Sure, it was an easy task. I grabbed one of the balls and stood in front of the tree, preparing to hang one. Except, that’s when my longest struggle started and I still remember how it felt like an eternity.
Where should I hang it?
For some reason, I just couldn’t move my muscle and put that glass ornament ball. The Christmas tree was right there with nothing, but a shining, yellow star on top of the tree. I recall that feeling, what I remember still, as ‘fear.’ I feared that wherever I put that ball on the tree would be a wrong location and I might be blamed for doing it wrong. It was as if, you have this pure, very plain, white blank paper waiting for me to be drawn on. Yet, I had no idea where to put my pen and start moving. In the end, I had to turn my head towards that senior and ask, “so, where do you want me to hang it?”

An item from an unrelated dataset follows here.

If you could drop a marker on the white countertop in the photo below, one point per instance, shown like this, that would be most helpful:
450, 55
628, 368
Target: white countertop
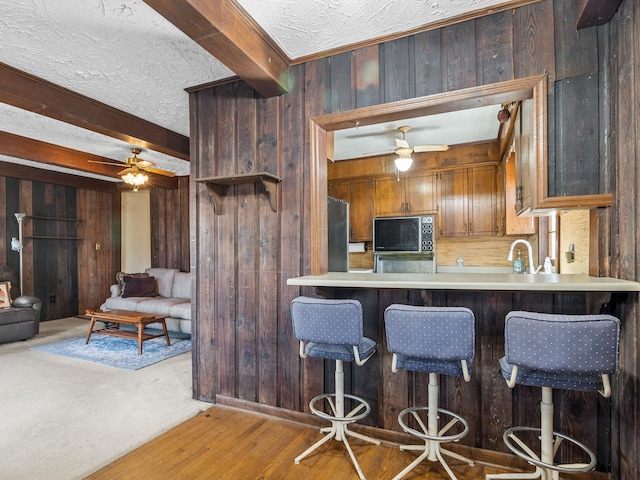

I still am not sure what exactly caused that pause, but at least I thought I was one of the most creative people back then (while the word ‘creative’ and ‘innovative’ are used so much these days without context), winning highschool design competitions and this and that. Higher education taught me how to think logistically and bring functional values to everyday problems in the efficient way as possible and I was trained to become how to apply solutions as fast as possible. My work was considered an ‘improvement’ as I was playing with existing resources.
Eventually as I progressed through undergrad engineering, I often felt lack of motivation. I started to look for tangible, visible proofs over values and experiences. Maxwell’s equation didn’t feel any more than bunch of symbols I need to memorize to get my degree. You start looking for practical applications and what they will do, but perhaps recollecting senses and identify the core of surroundings could be as important. The day I tried to put that glass ball was the day when my creativity died, or perhaps when I started to become more obsessed with mediums over meanings.
Long story short, I want you to struggle and I want you to feel pain (owkay not physically but like agony and suffering from trying to overcome your current existential limit) as that is when your capacity and potential to bring subconscious value that couldn’t be found will be revealed at a higher chance.